Compra una pagina del Corriere: “Caro presidente, Agenzia delle Entrate mi perseguita”
L'imprenditore bustocco Flavio Caravati ha fatto pubblicare a pagamento una lunga lettera indirizzata al Capo dello Stato e al presidente del Consiglio per chiedere un intervento nei confronti dell'ente di riscossione delle tasse
Inizia così la lettera scritta da Flavio Caravati, imprenditore bustocco e patron della Virca spa, azienda attiva nell’ambito del commercio all’ingrosso di articoli di carto-cancelleria, gadgets, articoli da regalo e simili che ha sede in via per Cassano. La particolarità di questa missiva è che è stata pubblicata a tutta pagina sul Corriere della Sera come avviso a pagamento per volontà dello stesso Caravati. Un’iniziativa non nuova ma che svela tutte le difficoltà che stanno vivendo gli imprenditori italiani di fronte ad una crisi dalla quale sembra non si riesca ad uscire, nonostante l’ottimismo a piene mani che viene sparso da diversi esponenti del governo e da alcuni economisti.

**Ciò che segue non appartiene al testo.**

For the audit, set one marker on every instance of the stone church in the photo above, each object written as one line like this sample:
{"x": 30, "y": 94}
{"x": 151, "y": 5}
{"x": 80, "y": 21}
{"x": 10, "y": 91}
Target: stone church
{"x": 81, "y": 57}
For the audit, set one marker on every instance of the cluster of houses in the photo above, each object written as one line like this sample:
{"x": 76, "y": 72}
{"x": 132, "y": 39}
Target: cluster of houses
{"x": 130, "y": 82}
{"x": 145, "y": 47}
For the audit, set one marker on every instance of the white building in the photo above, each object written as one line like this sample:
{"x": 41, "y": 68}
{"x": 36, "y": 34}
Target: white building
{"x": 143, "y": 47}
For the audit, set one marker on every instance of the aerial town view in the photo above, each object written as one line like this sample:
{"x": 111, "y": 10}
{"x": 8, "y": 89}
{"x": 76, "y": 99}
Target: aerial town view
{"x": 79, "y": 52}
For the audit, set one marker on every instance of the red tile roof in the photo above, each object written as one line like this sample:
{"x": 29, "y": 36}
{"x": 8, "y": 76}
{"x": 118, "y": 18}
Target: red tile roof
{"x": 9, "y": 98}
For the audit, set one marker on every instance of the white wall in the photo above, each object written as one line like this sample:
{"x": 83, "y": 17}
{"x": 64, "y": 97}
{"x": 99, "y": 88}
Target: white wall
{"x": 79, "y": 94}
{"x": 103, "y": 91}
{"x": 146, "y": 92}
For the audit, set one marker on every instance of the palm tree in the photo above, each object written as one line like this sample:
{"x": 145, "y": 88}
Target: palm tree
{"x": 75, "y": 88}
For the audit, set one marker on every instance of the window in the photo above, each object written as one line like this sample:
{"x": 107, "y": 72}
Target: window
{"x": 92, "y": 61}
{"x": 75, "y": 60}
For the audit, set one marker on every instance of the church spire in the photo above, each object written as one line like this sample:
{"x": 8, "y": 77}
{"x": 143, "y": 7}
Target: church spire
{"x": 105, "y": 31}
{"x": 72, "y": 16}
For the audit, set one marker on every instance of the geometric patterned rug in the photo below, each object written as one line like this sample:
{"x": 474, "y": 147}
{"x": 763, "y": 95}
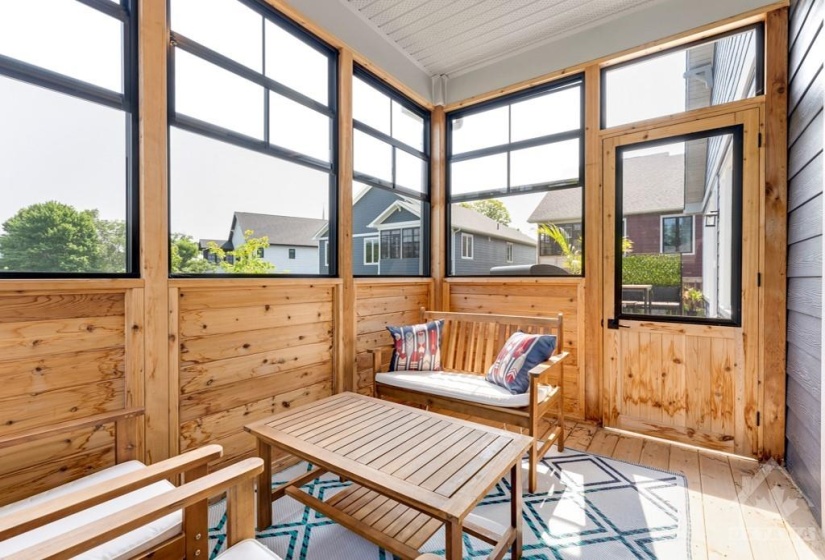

La realtà descritta da Caravati è ben diversa e parla di una vessazione da parte dei funzionari dell’Agenzia delle Entrate anche se non entra nello specifico. Sostiene che, forse, sarebbe stato meglio fuggire all’estero e si paragona agli ebrei che, intuendo quello che stava per succedere negli anni precedenti alla Seconda Guerra Mondiale, fuggirono dall’Italia per trovare rifugio in altri Paesi. Caravati dice di non aver voluto seguire il loro esempio e di essere rimasto in Italia nonostante la "persecuzione" alla quale è sottoposto in quanto imprenditore. Parole di fuoco le riserva anche nei confronti dei dipendenti pubblici che definisce "incapaci di capire cosa sia la disoccupazione" oltre che "arroganti e sprezzanti verso intere categorie che hanno la sfortuna di incappare nelle maglie della burocrazia che reputano di presiedere".
Una lettera disperata che racconta una nuova umanità dolente che non è più il sottoproletariato o il proletariato ma la classe medio-borghese che non ce la fa più a reggere sulle proprie spalle la pesantezza della macchina statale con tutti i suoi bisogni e chiede, in fondo, solo la libertà di fare impresa in un Paese normale.